Outage Summary May 12th [Archive]

View Full Version : Outage Summary May 12th

Rogean

05-13-2011, 12:33 AM

Just to give people an idea of what happened.

Sometime after 6 PM EST the data center experienced a power outage affecting the rack that our servers are in (more info posted below on this). The servers were back up a few minutes later, however it resulted in a hard drive failure in the primary database server's array, which ultimately destroyed the array and resulted in complete loss of data. The data center provided me with a KVM Over IP (Kind of like a remote monitor, keyboard, and mouse) to confirm that it could not be restored.

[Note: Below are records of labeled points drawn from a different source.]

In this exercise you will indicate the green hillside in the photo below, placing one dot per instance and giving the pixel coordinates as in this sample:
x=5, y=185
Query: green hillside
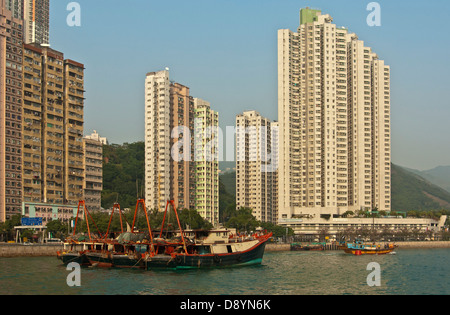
x=412, y=192
x=123, y=173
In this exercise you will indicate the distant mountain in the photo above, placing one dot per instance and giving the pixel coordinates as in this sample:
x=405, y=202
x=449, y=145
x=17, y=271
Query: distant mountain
x=439, y=176
x=411, y=191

One of the safeguards I have put in place is active real-time replication from the database software to another database server (one of our other zone servers). Both servers lost power but the second server didn't incur any hard drive issues, although it still resulted in data corruption due to an interrupted replication stream and write processes that weren't completed (The raid controllers have batteries, but the database software being halted causes issues as well). That data was run through the database repair program to fix all the issues with incomplete writes and other oddities that had happened, and it did notify me that the character data had lost 3 entries due to corrupt data. (These characters were later identified, rolled back, and compensated).

Since the replicated database only holds select data (pretty much only player data), I had to first restore from the last *full* database backup, taken on May 7th, which included all necessary background information such as database table structure and content. After that, I had to overwrite that database with the more specific player data from the replicated copy, and then lastly I had to re-merge in our latest content patch. The secondary replication server then had to be reconfigured to be the new primary server, as well as continue to run the zones it had before.

After all that it was just a matter of cleaning up internal configurations and etc, and getting the server booted up. After the server was up and we got through the initial rush of resurrections and got the 3 affected characters restored, I went ahead and set up the real-time replication to another separate server, in-case of another disaster :P.

Figured I would give everyone a glimpse of some of the work involved.

Here is what the data center said about the power failure:

Please be advised that the Netriplex AVL01 data center facility team has reported that the UPS on Power Bus 1 momentarily dropped the critical load during a utility power blip impacting some customers in our AVL01 datacenter. Our records indicate that some or all of your infrastructure is being powered by this Bus. This power Bus currently serves approximately 12 percent of the customers in our AVL01 data center.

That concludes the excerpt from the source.